The American Poetry Review has a conversation with Stanley Kunitz and Genine Lentine in the May/June issue. I thought I would offer some tid-bits from that in his memory and as inspiration for us all.
Stanley Kunitz:
One of the great satisfactions of the human spirit is to feel that one's family extends across the borders of the species and belongs to everything that lives. And one has the same feeling about flowers and plants in general, and shrubs and trees, that they all belong to your family. That makes one feel more kindred than if you're isolated in your species.
I don't think language is the only means of communication. The warmth of one's body is a form of communication. The stroke of one's hand is a means of communication.
I have a tendency when I'm walking in the garden to brush the flowers as I go by them, and I get a sense of reciprocity that is very comforting, consoling.
I think there are forms of communication beyond language, that have to do not only with the body, but with the spirit itself, and they're so internal, there's no way you can define them. It's a permeation of one's being.
Weather is a form of communication, I feel. There is an exchange between the self and the atmosphere, the whole atmosphere.

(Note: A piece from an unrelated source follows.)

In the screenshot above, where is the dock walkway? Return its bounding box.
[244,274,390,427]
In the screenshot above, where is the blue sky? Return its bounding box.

Even now, in the middle of the night, if I wake, as I often do, I hear the night. I hear the sound of the night, which is not street noises, or any other, but there's a sound that seems to emanate from the movement of the spheres and I actually can hear it and I keep wondering "where is it coming from?" and then I realize it's not coming from anywhere. It's coming from me.
And now Stanley Kunitz is shared with us of all throughout the earth and sky, body, mind, and soul.